Prior to being infected, Barbara had lung problems – she’d been a longtime smoker and suffered from asthma. Robert also had underlying health issues – about a decade ago, he had a kidney removed.
Once hospitalized, Barbara’s difficulties centered on her lungs. Meanwhile, Robert’s remaining kidney began to fail.
“This virus really attacks whatever is hurting – whatever part of your system is lacking,” Matt said.
Barbara died Sept. 10. Robert died two days later. They left Matt, their daughter, Sarah Finch, and three grandchildren.
Matt, who is fully vaccinated and still quarantining, now faces two challenges – putting his parents’ affairs in order and holding accountable those who he believes contributed mightily to their deaths.
“I can’t let it go, but I have no interest in spending the rest of my life in court,” he said. Still, he added, “I don’t want anyone else to get hurt. I don’t want anyone else to even be getting this information. Period.”

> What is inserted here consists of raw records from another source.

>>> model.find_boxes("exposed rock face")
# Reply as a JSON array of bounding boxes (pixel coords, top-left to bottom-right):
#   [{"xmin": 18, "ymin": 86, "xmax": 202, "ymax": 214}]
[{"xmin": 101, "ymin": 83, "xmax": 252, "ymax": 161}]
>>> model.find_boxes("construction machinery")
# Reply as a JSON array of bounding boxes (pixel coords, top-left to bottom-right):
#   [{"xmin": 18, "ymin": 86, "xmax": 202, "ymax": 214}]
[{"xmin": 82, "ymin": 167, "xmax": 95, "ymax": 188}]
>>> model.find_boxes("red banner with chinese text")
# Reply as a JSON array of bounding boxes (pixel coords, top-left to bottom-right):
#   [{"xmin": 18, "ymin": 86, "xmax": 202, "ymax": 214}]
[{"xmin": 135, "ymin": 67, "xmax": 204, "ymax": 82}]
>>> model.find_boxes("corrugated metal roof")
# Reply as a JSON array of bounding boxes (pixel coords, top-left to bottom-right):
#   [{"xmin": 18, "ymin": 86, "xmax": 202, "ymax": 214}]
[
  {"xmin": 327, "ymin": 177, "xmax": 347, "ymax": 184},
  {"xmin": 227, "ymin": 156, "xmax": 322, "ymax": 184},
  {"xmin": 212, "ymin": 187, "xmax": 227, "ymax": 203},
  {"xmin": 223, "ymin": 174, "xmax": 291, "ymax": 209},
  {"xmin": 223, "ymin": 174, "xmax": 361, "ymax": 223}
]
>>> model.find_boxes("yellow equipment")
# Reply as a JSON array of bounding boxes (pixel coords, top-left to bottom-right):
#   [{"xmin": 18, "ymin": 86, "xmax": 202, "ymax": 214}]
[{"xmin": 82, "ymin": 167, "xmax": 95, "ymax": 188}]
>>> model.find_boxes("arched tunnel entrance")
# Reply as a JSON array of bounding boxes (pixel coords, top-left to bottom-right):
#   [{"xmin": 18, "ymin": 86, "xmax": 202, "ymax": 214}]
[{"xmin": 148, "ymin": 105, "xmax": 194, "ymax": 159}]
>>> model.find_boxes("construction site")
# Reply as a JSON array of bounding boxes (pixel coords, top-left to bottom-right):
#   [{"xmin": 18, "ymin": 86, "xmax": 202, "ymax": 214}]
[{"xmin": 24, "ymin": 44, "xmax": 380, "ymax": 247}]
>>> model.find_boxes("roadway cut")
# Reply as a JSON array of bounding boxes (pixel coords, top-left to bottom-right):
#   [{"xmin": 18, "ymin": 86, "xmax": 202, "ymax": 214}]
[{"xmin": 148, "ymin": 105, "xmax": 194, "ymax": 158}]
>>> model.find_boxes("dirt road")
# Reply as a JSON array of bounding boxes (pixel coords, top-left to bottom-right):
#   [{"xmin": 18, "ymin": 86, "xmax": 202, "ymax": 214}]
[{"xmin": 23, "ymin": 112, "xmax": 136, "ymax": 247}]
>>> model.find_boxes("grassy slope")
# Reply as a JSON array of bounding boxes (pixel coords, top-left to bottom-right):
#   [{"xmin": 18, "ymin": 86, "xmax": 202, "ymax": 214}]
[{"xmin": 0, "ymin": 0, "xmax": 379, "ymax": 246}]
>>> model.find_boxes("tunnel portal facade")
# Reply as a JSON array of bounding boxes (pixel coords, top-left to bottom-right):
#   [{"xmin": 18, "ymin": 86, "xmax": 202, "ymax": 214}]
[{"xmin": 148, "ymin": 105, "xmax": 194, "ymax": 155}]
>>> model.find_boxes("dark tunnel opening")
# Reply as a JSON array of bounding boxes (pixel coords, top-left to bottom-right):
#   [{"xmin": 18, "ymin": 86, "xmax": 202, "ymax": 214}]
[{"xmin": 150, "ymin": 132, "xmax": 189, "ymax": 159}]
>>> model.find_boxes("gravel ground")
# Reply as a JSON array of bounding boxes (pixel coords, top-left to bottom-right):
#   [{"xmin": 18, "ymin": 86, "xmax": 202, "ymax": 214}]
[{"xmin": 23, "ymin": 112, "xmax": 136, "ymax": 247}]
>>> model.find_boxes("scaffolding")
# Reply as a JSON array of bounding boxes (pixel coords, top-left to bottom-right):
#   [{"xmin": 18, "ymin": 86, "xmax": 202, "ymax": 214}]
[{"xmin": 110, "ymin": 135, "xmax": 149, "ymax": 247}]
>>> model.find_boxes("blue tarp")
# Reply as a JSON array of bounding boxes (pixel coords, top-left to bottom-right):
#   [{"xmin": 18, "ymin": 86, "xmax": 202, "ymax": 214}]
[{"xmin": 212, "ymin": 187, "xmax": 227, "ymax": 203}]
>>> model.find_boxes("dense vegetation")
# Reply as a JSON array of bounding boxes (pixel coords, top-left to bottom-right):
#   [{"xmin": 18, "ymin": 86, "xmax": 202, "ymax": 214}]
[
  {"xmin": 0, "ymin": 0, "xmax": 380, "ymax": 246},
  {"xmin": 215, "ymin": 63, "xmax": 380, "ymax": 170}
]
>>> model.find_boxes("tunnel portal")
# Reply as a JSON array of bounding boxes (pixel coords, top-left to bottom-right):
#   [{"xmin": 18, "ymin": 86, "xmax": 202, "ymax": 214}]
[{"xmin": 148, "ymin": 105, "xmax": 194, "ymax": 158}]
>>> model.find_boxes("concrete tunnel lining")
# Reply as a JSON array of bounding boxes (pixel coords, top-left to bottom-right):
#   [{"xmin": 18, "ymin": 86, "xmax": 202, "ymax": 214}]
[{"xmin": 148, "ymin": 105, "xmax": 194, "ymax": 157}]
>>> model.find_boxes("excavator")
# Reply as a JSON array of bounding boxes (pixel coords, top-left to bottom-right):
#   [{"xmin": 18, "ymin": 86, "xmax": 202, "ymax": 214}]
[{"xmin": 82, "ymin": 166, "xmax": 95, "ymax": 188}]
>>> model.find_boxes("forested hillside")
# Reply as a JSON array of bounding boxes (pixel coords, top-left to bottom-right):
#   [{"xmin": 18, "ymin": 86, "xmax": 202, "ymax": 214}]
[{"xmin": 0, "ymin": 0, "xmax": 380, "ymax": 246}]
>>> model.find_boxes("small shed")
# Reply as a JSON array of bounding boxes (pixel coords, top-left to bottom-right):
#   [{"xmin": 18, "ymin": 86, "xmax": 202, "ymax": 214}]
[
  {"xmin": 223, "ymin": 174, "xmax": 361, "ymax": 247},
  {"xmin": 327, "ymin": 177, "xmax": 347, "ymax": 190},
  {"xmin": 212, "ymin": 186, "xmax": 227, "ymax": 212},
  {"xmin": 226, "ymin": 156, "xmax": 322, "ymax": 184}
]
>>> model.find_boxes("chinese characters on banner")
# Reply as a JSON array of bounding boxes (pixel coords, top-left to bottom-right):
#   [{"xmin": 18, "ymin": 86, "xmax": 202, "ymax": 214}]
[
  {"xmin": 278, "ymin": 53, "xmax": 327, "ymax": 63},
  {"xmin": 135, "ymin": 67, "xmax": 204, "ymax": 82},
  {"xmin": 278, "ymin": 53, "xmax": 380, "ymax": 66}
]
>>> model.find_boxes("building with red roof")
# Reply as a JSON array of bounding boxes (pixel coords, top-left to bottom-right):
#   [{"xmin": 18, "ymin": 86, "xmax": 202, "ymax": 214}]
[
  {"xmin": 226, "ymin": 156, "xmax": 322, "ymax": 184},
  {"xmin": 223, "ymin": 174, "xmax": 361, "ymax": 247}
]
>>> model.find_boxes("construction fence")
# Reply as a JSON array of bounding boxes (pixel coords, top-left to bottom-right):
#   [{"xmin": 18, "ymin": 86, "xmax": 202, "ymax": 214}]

That might mean a lawsuit or maybe a complaint to the Maine Office of Professional and Occupational Regulation. Either action would make public the name of the facility Matt thinks led his parents astray.
But for now, he can only accept the steady stream of sympathy calls from people who loved his parents and, day after painful day, sort through the “anti-mask, anti-vax” literature they brought home from a place where COVID-19 is apparently no big deal.
Beyond his own shattered world, Matt wants all of Maine to know that this kind of denial needs to stop. The stakes are too high and the risk – based on all-too-real data – only gets worse by the day.
“It’s too late for my parents,” Matt said. “What I care about now is that no other person listens to this crap.”